しかし、マスク越しでも伝わる匂い、もしも、マスクが無かった場合のことなど想像したくもない。
そして、浩太は座席へと目を向ける。

「……うっ!」

    胃の奥から、出掛ける前に飲んだ牛乳が込み上げてきた。身体が吐けるならなんでも良いと訴えてくるようだった。
    浩太の眼界に映っているのは、両腕が上げ、空を掴むように拳を握ったまま、黒焦げになった男性か女性かも判別出来ない死体だ。不時着時に絶命したのなら、両腕は下がっているだろう。つまりは、生きたまま、誰かに助けを求めるように焼かれてしまったのだ。そんな死体も少なからず点在している。 
    真一は、ついに堪えきれなくなったのか、マスクの中に嘔吐した。

「大丈夫か?」

「ああ……ちくしょう……防護服の中がゲロでびしょ濡れだぜ……」

「無理もないな。さて、取りかかろう、いつまでもこのままってのは忍びないしな」

    浩太は、先程、目についた焼死体に手を合わせ、伸ばされた腕を掴み、引き上げようとしたが、肘から千切れてしまい、遂に堪えきれなくなった。二人の後続も機内の景色に絶句してしまっている。嘔吐する者が絶えない中、遺体の回収作業に終了の令が出たのは、二時間後だった。
    浩太はこの仕事について五年目だが、今まで経験したどんな訓練よりも辛い。疲労困憊とは正にこの事なのだろう。そんなことを思いながら、機内から出ようとした時、不意に真一が浩太の肩を荒々しく叩いた。

「なんだよ?一刻も早くここから出たいんだけど……」

「なあ、薬品って、もしかしたら、あれか?」

    すっかり頭から抜けていた。そういえばそんな話しもあった気がする。
    真一が指差したのは床に空いた穴だ。そこから見えたのは、割れた銀色のジェラルミンケースとその中身だった。茶色の毒々しい液体が、粉砕されたガラスのような欠片を浮かべている。間違いない、あれが件の薬品だ。最悪な事に、試験管に入れられていた為、衝撃で洩れてしまっていた。浩太は、真一を引っ張りつつ急いで機内から飛び出す。下澤がいる通信車まで走り、勢いをそのままに、浩太は一息で言った。

「下澤さん!発見しました!恐らく、例の薬品です!」

 血相を変えた下澤は、すぐに通信機へと手を伸ばし、何者かと二言、三言交わすとドアを開き浩太に伝えた。

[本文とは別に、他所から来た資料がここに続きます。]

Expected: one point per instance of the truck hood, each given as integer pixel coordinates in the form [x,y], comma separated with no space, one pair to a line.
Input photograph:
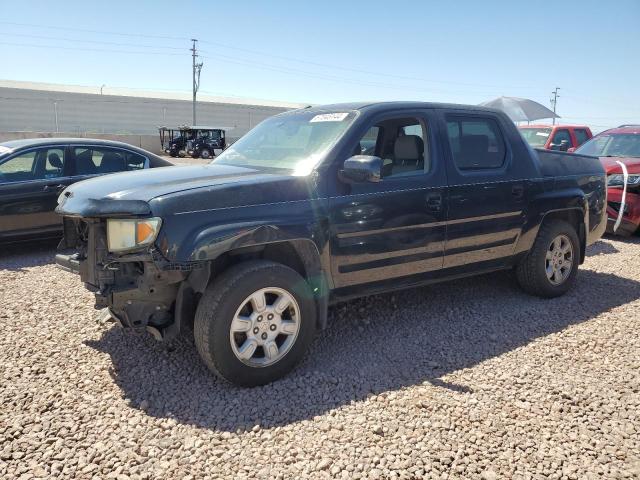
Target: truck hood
[133,192]
[611,166]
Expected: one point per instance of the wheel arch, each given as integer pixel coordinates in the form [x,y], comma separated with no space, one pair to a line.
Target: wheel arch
[300,254]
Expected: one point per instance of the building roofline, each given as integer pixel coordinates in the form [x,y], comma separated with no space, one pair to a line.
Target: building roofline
[142,93]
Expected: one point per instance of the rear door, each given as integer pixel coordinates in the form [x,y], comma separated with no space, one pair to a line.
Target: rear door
[487,193]
[30,183]
[581,135]
[93,160]
[561,140]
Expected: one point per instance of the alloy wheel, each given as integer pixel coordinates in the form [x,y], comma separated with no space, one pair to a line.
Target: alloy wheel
[265,327]
[559,260]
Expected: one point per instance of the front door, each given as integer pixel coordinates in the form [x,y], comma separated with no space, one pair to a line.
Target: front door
[30,183]
[395,227]
[487,193]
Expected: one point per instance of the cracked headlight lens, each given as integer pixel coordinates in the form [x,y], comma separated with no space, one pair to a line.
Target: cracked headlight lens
[131,233]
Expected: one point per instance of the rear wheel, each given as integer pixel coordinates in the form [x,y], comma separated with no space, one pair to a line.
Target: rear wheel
[255,322]
[550,268]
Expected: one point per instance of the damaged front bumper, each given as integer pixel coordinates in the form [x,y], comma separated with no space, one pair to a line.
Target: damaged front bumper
[140,289]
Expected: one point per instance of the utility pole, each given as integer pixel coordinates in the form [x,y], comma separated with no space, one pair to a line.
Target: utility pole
[196,77]
[55,112]
[554,102]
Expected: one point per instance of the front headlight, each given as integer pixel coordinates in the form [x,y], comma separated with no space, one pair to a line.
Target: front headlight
[617,180]
[131,233]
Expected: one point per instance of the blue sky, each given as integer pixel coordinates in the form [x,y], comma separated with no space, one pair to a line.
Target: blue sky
[332,51]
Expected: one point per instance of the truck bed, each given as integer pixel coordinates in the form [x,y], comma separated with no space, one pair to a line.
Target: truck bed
[559,164]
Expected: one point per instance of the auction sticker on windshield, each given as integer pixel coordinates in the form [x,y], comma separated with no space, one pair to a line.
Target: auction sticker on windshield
[329,117]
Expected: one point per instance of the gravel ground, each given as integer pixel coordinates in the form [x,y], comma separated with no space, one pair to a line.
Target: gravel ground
[469,379]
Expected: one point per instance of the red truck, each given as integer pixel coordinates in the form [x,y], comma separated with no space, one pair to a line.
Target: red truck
[619,152]
[555,137]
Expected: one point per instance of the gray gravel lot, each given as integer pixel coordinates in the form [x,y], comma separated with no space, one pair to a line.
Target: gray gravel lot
[469,379]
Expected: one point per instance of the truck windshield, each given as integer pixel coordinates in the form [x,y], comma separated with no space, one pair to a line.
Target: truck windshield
[536,137]
[295,142]
[617,145]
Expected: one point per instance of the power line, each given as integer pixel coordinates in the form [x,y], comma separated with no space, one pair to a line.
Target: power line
[250,63]
[281,57]
[357,70]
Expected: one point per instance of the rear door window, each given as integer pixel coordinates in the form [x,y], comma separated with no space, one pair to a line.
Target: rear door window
[581,136]
[560,136]
[101,160]
[37,164]
[476,143]
[20,168]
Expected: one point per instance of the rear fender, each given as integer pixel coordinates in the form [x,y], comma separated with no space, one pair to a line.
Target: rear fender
[570,205]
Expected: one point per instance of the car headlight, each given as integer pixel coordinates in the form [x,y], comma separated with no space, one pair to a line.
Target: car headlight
[617,180]
[131,233]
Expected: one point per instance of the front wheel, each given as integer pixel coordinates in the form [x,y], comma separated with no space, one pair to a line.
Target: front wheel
[255,322]
[549,270]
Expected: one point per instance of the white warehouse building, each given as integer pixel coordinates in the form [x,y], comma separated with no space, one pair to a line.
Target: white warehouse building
[54,109]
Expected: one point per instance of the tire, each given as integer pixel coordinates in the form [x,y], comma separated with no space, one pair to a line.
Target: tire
[225,299]
[532,271]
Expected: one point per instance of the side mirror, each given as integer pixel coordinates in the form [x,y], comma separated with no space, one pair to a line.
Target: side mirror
[361,168]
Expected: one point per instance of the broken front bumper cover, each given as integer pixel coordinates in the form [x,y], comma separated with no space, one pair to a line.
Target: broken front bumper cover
[68,263]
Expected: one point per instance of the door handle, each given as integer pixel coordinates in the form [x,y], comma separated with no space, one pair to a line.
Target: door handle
[434,202]
[517,191]
[54,188]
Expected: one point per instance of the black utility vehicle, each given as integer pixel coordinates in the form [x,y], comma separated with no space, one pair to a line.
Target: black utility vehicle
[34,171]
[197,141]
[251,249]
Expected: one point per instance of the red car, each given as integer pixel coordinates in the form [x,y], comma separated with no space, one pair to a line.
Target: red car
[555,137]
[615,147]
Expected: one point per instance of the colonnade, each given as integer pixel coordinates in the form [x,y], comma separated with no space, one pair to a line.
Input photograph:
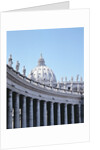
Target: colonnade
[23,111]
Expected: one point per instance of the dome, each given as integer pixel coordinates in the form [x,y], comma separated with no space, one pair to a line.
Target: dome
[43,74]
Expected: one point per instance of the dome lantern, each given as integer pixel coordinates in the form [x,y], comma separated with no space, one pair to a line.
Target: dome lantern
[41,61]
[43,74]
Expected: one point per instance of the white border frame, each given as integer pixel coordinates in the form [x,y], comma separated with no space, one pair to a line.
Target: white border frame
[38,136]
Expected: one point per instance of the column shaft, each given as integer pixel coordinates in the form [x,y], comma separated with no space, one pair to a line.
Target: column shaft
[38,113]
[65,113]
[79,107]
[16,111]
[30,112]
[58,114]
[51,113]
[72,114]
[9,109]
[45,113]
[23,112]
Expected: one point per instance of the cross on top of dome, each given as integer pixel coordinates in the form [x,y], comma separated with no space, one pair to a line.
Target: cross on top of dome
[41,61]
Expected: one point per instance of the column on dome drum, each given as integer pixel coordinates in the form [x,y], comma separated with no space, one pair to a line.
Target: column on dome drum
[43,113]
[16,110]
[62,113]
[76,113]
[82,113]
[72,113]
[79,111]
[57,114]
[36,112]
[9,109]
[29,107]
[23,111]
[65,114]
[50,113]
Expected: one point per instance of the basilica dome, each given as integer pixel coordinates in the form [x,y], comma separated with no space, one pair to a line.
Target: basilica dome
[43,74]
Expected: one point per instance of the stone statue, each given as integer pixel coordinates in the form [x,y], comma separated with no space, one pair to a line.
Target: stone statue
[77,77]
[10,62]
[78,87]
[72,79]
[31,75]
[65,79]
[81,79]
[24,71]
[62,79]
[58,85]
[17,66]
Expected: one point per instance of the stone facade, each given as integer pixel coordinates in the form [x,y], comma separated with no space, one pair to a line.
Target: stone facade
[31,103]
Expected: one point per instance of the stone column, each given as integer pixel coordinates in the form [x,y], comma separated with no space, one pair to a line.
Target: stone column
[58,114]
[38,113]
[23,112]
[79,107]
[30,112]
[72,113]
[45,113]
[51,113]
[9,110]
[16,111]
[65,113]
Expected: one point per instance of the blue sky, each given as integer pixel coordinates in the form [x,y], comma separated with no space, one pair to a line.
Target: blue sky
[62,49]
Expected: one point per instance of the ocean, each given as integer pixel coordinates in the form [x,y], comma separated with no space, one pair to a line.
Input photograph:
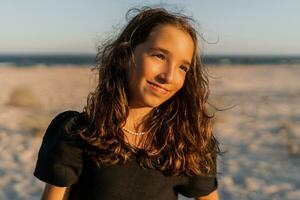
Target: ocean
[18,60]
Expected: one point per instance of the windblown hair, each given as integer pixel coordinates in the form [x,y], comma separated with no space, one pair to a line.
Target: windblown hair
[180,139]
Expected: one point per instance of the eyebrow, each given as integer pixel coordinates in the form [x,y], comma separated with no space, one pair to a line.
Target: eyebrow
[167,52]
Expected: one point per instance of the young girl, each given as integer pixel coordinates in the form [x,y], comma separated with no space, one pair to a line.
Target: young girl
[145,132]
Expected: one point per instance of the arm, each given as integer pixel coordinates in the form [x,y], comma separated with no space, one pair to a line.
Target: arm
[52,192]
[212,196]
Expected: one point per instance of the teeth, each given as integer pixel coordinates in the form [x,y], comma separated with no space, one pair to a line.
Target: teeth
[157,86]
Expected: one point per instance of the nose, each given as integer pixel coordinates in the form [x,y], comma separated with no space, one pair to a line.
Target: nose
[167,74]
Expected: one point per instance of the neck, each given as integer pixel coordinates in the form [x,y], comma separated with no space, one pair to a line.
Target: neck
[136,117]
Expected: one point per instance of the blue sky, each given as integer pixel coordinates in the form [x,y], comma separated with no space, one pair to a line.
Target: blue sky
[74,26]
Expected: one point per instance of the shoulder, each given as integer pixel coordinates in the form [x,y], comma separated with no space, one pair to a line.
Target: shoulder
[60,156]
[65,123]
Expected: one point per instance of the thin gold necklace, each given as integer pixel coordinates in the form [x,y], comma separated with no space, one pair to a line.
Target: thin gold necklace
[134,133]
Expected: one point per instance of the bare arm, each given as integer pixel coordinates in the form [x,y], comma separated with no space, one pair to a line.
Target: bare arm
[52,192]
[212,196]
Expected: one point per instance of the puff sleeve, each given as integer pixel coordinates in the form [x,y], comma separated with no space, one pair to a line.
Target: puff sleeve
[60,156]
[197,186]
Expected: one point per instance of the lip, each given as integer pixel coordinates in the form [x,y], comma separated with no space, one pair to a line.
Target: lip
[157,87]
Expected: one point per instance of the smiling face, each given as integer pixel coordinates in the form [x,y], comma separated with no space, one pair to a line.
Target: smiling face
[161,65]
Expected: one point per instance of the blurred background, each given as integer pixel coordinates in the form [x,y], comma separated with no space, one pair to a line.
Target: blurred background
[250,48]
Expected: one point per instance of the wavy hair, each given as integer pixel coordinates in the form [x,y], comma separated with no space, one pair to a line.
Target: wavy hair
[180,139]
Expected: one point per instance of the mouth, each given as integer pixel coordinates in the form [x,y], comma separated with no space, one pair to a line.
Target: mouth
[158,88]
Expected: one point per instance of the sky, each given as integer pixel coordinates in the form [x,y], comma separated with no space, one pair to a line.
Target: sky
[239,27]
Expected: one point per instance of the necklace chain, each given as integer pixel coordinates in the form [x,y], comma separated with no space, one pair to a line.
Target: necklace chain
[134,133]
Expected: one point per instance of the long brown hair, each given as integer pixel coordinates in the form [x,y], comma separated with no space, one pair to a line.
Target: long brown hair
[180,139]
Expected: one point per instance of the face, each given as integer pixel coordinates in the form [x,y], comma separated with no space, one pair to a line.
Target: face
[161,65]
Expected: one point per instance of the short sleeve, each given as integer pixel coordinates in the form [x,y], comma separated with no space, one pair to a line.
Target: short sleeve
[200,185]
[60,156]
[197,186]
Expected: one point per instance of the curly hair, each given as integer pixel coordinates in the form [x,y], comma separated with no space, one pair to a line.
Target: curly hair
[180,139]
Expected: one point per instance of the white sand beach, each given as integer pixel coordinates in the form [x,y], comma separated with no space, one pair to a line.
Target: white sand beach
[260,133]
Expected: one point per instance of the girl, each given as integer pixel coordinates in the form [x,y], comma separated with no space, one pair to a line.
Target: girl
[145,132]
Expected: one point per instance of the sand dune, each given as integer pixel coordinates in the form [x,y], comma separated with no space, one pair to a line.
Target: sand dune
[260,133]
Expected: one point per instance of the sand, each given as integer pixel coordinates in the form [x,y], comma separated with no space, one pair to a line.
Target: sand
[260,133]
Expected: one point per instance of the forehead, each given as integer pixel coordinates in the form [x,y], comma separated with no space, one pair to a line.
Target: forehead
[173,39]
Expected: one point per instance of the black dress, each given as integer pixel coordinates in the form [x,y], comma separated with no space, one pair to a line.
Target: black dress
[62,162]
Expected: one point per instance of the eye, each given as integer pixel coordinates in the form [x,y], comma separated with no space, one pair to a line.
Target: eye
[184,68]
[160,56]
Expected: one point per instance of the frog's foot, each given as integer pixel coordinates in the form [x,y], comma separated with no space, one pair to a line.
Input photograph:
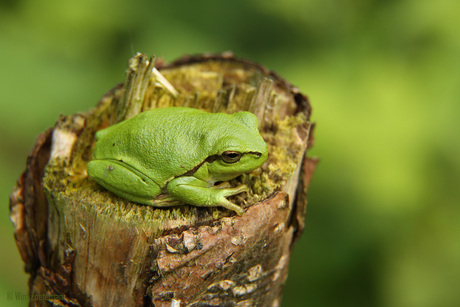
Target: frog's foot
[195,192]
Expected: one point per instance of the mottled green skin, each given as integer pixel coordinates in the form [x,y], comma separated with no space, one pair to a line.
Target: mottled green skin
[179,151]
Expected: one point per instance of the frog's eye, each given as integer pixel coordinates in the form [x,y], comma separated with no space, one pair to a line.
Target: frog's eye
[231,156]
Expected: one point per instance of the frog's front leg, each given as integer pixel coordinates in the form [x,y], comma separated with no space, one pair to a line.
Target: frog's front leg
[195,192]
[123,180]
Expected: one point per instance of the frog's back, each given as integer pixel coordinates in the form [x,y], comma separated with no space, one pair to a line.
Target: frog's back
[163,143]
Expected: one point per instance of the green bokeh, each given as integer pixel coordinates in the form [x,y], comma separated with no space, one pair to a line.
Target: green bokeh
[383,221]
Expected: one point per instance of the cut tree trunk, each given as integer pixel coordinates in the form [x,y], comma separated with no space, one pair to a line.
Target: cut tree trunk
[84,246]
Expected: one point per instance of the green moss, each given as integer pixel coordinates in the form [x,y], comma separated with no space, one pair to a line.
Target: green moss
[212,86]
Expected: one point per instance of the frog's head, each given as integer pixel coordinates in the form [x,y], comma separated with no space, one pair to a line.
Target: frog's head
[239,149]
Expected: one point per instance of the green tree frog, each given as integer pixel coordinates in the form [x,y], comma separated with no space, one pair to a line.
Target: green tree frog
[178,151]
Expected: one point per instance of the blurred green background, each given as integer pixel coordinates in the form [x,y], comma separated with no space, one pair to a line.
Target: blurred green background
[383,77]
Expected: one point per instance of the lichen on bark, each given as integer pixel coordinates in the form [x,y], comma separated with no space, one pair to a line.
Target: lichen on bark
[98,249]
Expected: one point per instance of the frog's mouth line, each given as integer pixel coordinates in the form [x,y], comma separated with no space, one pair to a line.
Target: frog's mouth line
[213,158]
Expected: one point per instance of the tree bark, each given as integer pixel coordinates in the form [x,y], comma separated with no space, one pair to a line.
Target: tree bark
[83,246]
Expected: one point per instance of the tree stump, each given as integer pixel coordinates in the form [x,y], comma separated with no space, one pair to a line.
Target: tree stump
[84,246]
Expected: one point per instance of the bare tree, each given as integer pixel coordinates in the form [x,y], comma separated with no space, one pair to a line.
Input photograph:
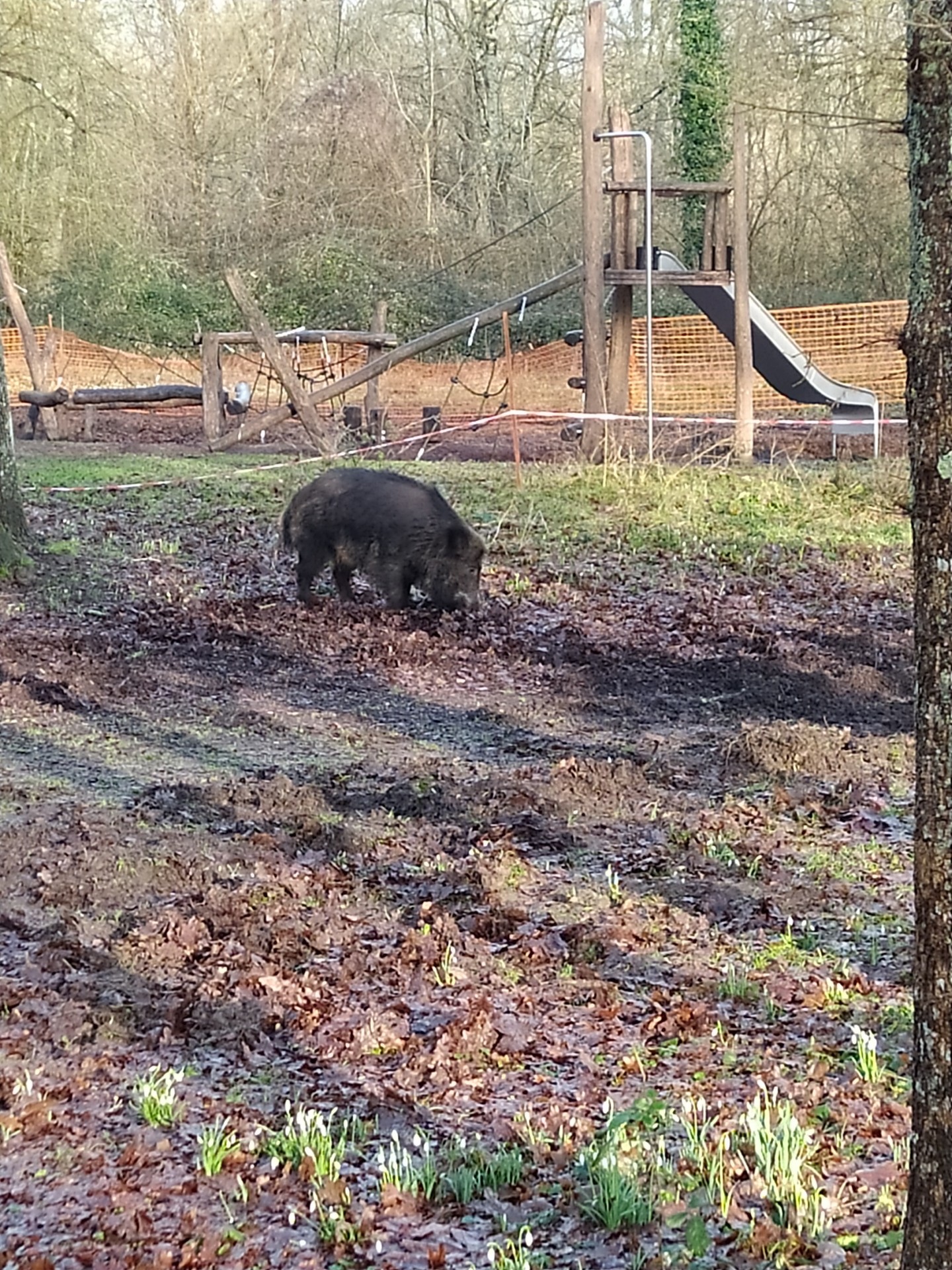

「専門のチームを派遣するそうだ。場所だけ教えてお前達は撤退してくれ。そろそろ後続の部隊が到着する頃だ」

「下澤さんは?」

「俺にはまだやる事がるんでな。で、場所はどこだ?」

 真一が敬礼する。

「機体最奥の亀裂の隙間で発見しました!」

「分かった。ご苦労」

 下澤の労いに揃って敬礼を返した二人は、墜落現場から離れ、基地へ戻った。